Parmi les nouvelles constructions prévues pour Port-au-Prince : un hôtel Best Western de 105 chambres, un hôtel Marriott de 168 chambres et le complexe hôtelier Oasis, qui devrait comprendre 132 chambres, une galerie commerciale, un centre de conférence, des restaurants. Et la restauration de l’aéroport international, dont la fin des travaux est prévue pour l’été 2012.
« Dans la région de Jacmel, le ministère du Tourisme prévoit à court terme la restauration du monument historique, le marché en fer de Jacmel », précise Dithny Joan Raton, directrice départementale du Tourisme du sud-est d’Haïti. « De même que la dynamisation du quartier de l’artisanat, la mise en valeur du site naturel de Bassin bleu et du Morne Laporte. Environ 150 chambres sont en construction dans la région et depuis l’an dernier on assiste à une augmentation des restaurants vers les plages de Kabik et de Marigot. » Haïti a résolument le vent dans les voiles !

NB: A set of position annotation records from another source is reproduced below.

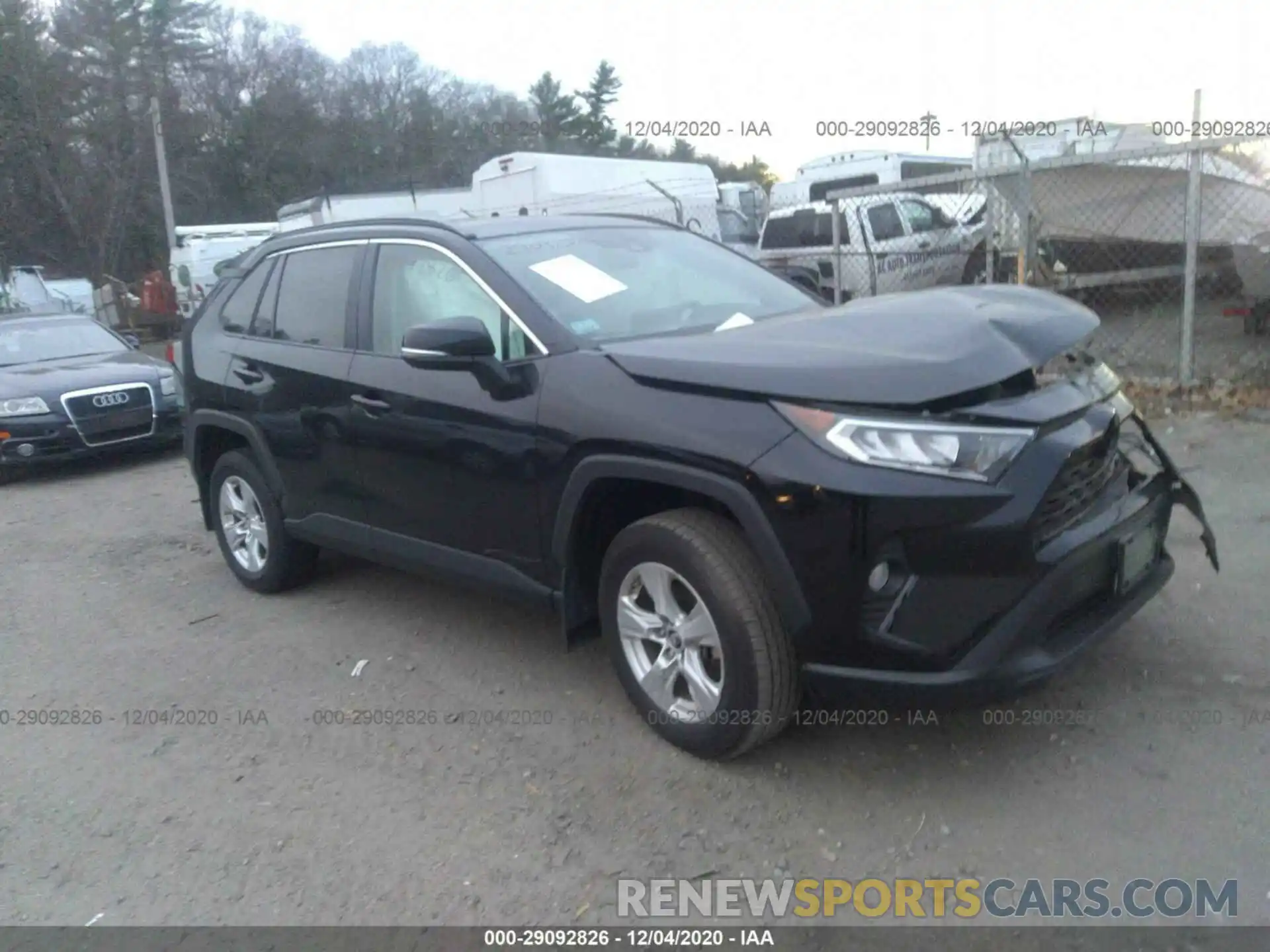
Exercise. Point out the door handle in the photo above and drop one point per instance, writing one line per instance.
(371, 404)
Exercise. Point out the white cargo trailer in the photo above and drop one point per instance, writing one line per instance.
(200, 248)
(540, 183)
(435, 204)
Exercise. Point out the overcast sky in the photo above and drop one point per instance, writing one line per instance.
(792, 63)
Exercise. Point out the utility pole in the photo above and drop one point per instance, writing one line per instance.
(164, 188)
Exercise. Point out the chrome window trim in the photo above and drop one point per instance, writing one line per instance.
(476, 278)
(414, 352)
(111, 389)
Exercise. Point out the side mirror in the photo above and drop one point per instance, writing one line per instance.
(454, 343)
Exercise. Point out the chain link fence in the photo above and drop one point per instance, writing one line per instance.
(1169, 244)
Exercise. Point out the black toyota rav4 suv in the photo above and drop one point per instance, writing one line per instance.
(751, 495)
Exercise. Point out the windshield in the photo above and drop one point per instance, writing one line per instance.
(616, 284)
(31, 343)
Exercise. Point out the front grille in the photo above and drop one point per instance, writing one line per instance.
(116, 422)
(1086, 474)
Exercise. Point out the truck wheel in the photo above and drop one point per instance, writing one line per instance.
(249, 528)
(694, 634)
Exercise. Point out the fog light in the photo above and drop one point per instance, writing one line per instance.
(879, 576)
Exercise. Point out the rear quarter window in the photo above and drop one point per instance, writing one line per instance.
(240, 306)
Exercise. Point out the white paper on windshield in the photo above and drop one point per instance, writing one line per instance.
(737, 320)
(585, 281)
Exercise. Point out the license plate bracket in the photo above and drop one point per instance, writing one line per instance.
(1137, 555)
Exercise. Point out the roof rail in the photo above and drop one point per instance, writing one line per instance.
(372, 222)
(650, 219)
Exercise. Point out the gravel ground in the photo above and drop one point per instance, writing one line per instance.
(116, 600)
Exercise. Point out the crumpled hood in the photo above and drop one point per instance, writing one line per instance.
(898, 349)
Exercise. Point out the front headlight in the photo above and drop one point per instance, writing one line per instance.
(919, 446)
(23, 407)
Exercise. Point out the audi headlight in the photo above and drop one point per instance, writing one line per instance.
(23, 407)
(919, 446)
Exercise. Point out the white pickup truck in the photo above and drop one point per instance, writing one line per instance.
(892, 241)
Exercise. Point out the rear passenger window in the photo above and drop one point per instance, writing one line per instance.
(313, 296)
(237, 314)
(886, 223)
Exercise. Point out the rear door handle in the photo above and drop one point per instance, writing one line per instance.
(371, 404)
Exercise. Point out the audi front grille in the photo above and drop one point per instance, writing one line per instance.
(112, 414)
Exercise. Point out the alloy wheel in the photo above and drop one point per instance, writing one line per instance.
(669, 641)
(243, 524)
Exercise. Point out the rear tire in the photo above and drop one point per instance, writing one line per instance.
(709, 561)
(263, 561)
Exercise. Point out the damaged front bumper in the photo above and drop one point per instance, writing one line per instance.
(1104, 571)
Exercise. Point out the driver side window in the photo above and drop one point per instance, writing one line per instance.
(415, 285)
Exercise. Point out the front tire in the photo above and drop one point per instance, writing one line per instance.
(695, 636)
(248, 524)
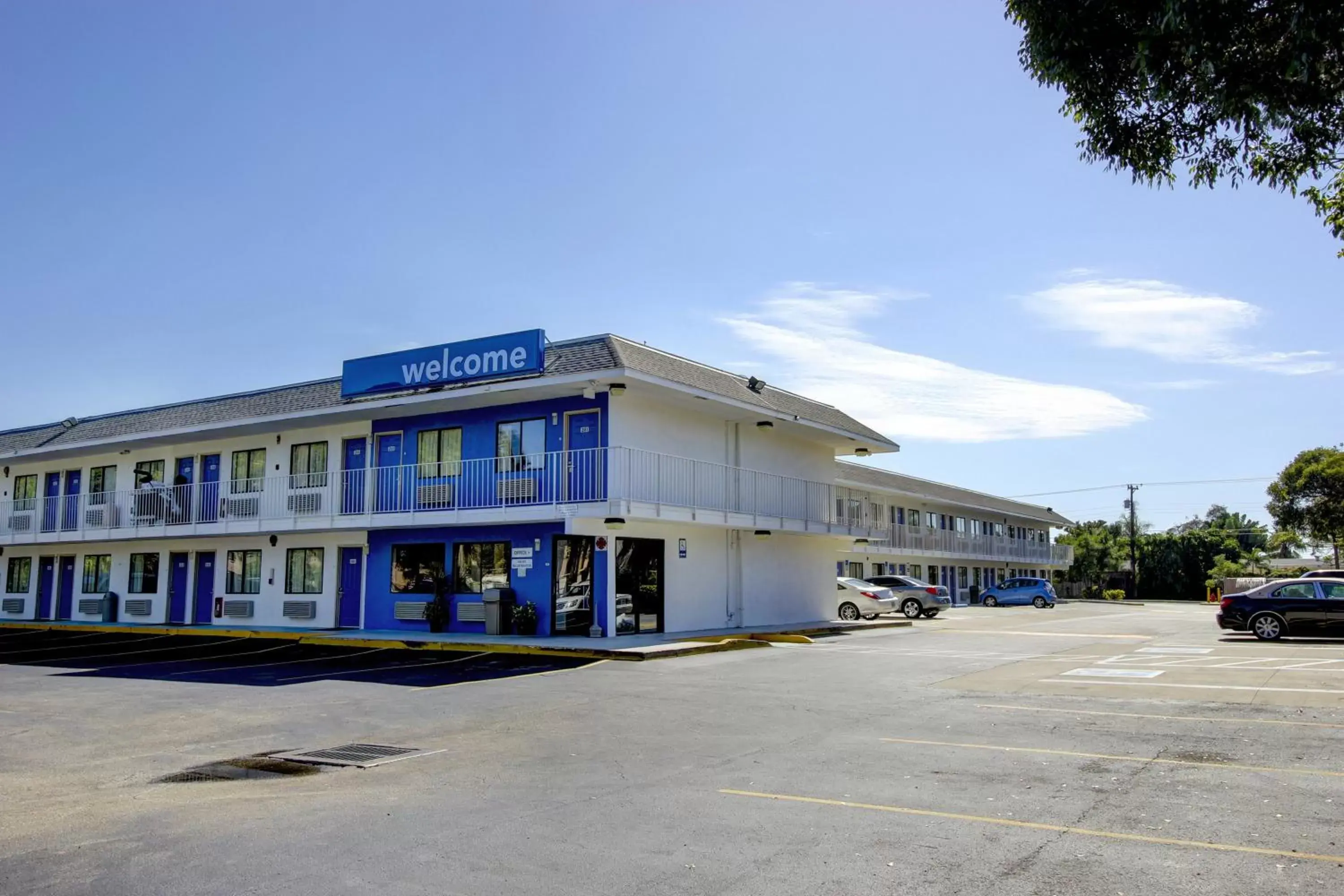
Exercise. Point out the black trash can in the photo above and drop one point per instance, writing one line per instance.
(109, 606)
(499, 610)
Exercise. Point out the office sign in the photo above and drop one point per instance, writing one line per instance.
(476, 359)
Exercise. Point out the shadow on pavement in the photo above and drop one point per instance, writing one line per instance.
(260, 663)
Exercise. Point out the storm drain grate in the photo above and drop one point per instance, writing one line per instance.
(359, 755)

« Sans compter la réhabilitation prochaine de certains aéroports régionaux en aéroports internationaux, comme ceux de Cap Haïtien, de Jacmel et des Cayes. De façon à désenclaver le pays et à permettre aux touristes d’atterrir directement dans ces régions au potentiel touristique riche, explique Justin Viard. Jacmel sera méconnaissable l’année prochaine. »
Voyage à l’île à Vache
« Tout ira bien, soyez rassuré, m’avait dit au téléphone Didier Boulard, cofondateur de l’hôtel Port Morgan, à l’île à Vache. M. Benoît ira vous chercher à l’aéroport, pour vous mener à l’hôtel Le Plaza, situé au coeur de Port-au-Prince. Puis le lendemain un autre chauffeur vous conduira à l’arrêt d’autobus pour Les Cayes, où un employé de l’hôtel Morgan viendra pour vous amener au quai de la ville, où une navette vous attendra. » Un parcours sans anicroche aucune.

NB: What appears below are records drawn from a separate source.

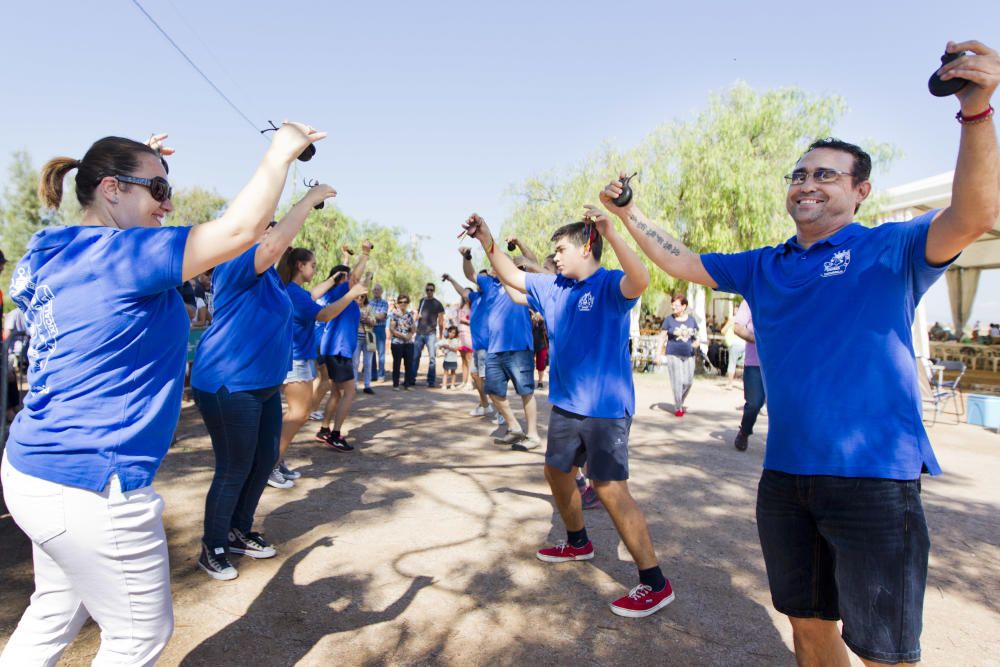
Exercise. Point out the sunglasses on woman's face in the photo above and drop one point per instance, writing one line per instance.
(159, 188)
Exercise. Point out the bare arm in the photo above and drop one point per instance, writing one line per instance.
(636, 277)
(666, 252)
(502, 264)
(247, 216)
(975, 193)
(281, 236)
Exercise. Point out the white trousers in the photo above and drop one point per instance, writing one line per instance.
(102, 555)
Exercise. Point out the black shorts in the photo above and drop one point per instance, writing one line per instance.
(876, 583)
(340, 369)
(601, 443)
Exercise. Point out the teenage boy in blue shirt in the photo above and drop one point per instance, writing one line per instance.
(846, 445)
(586, 309)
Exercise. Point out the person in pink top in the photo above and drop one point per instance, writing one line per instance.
(753, 381)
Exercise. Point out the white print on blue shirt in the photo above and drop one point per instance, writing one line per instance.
(837, 265)
(37, 301)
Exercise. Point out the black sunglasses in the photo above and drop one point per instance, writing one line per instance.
(159, 188)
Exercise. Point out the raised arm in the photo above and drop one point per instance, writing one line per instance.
(281, 236)
(248, 215)
(666, 252)
(636, 277)
(502, 264)
(975, 189)
(331, 310)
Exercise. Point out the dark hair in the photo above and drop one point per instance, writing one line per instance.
(109, 156)
(862, 169)
(288, 265)
(580, 233)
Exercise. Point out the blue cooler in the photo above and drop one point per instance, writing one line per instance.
(984, 410)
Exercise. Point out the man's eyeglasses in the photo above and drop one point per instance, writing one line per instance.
(821, 175)
(159, 188)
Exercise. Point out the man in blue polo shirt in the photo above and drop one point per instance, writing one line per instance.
(510, 357)
(838, 506)
(586, 310)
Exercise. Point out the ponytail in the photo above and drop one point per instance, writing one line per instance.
(288, 265)
(50, 181)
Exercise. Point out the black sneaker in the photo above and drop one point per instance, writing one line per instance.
(216, 563)
(252, 544)
(741, 441)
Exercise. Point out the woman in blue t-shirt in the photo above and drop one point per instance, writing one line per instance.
(296, 268)
(678, 342)
(108, 345)
(240, 365)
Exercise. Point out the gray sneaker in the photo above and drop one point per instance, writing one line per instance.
(278, 481)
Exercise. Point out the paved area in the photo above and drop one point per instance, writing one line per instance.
(417, 549)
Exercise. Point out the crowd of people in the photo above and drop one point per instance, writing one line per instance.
(839, 514)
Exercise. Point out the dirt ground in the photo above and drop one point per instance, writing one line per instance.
(418, 548)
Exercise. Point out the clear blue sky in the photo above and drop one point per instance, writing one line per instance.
(435, 109)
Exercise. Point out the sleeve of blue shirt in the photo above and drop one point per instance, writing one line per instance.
(732, 272)
(142, 261)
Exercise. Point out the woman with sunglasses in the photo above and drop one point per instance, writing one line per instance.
(296, 268)
(106, 374)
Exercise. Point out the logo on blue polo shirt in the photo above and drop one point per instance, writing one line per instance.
(837, 265)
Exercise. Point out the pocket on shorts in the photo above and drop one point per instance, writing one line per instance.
(37, 505)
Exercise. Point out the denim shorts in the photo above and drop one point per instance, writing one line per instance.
(478, 363)
(601, 443)
(848, 548)
(517, 366)
(303, 370)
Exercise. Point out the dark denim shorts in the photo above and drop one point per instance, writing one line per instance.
(601, 443)
(851, 549)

Un voyage inoubliable, dans un petit « écohôtel » au luxe rustique chaleureux et intime, construit sur les hauteurs d’une baie qui servait de refuge aux pirates au xviie siècle. Pour entretenir l’immense terrain, la piscine à l’eau de mer ainsi que les 22 chambres installées dans des cases créoles, l’hôtel emploie 40 personnes provenant du village voisin de Cacoq, où une équipe de foot du nom de Ti-Canada (ainsi nommé par un médecin montréalais qui a élu domicile à l’île à Vache) rencontre les dimanches une équipe d’un autre hameau de l’île de 48 km carrés.

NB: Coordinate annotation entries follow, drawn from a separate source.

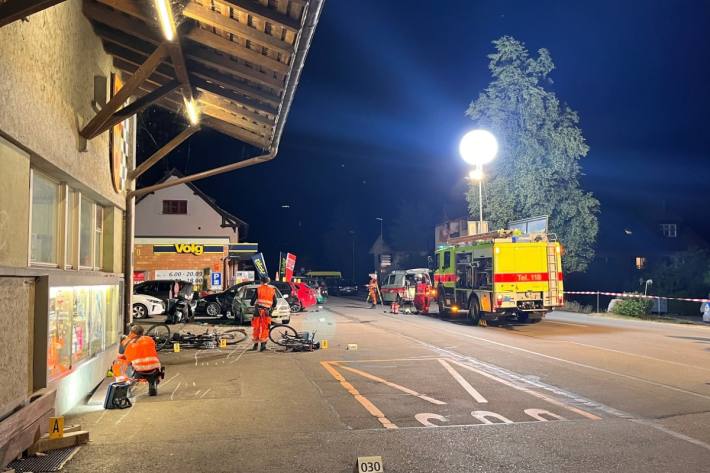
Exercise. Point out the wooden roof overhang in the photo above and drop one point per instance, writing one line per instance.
(239, 59)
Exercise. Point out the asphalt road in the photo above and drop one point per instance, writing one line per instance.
(573, 393)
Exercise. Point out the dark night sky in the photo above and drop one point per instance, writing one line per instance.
(380, 108)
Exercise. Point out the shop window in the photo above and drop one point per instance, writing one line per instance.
(175, 207)
(61, 308)
(83, 321)
(86, 232)
(70, 229)
(99, 238)
(80, 323)
(45, 210)
(91, 234)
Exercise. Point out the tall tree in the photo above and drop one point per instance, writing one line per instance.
(537, 170)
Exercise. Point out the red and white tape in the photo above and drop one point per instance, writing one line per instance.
(636, 296)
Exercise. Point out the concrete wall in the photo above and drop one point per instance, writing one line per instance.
(17, 322)
(14, 205)
(201, 219)
(47, 69)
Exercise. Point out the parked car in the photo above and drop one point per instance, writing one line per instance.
(243, 310)
(307, 295)
(299, 295)
(164, 289)
(401, 286)
(145, 306)
(346, 287)
(218, 303)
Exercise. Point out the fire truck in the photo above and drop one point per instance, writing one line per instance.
(499, 275)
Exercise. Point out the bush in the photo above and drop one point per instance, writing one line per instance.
(574, 306)
(633, 307)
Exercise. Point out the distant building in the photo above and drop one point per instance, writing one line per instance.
(181, 233)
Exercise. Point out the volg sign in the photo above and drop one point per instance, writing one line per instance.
(190, 248)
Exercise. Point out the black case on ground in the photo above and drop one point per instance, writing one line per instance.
(117, 396)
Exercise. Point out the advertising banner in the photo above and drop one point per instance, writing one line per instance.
(289, 266)
(260, 265)
(195, 276)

Pas de routes, pas d’autos, pas de bruit, si ce n’est le vent dans les palmiers, le rire des enfants sur les mornes et le piaillement des oiseaux. L’île à Vache se découvre à pied, à vélo, à dos de cheval, en bateau. En Haïti, pas de formule toute faite. « On y va sans conteste pour y vivre une aventure humaine », soutient Rodney Saint-Éloi, écrivain et éditeur de la maison d’édition Mémoire d’encrier.
En vrac
Hébergement Trois coups de coeur pour de petites structures qui n’ont rien du grand resort de bord de mer et qui, malgré un luxe rustique, résulte d’une approche responsable : L’hôtel Port Morgan, l’île à Vache, Didier Boulard, portmorgan.com. L’hôtel Cyvadier Plage, à 20 minutes du centre historique de Jacmel, Christophe Lang, 011 (509) 47 79 28 45/34 82 25 85/38 44 82 65. L’Auberge Inn, dans la petite ville de Jérémie, département de Grand’Anse, à l’ouest du pays, Juliette Nicolas Tardieu, 011 (509) 37 13 15 24, jc_nicolas@yahoo.com.
Se renseigner auprès du consulat d’Haïti à Montréal; haiti-montreal.org/. Voyages Lumières (Jacqualine Labrom), une agence de voyages située à Pétion-Ville, à Port-au-Prince (voyageslumiere.com). Ou directement avec les hôteliers, qui sauront vous mener à bon port.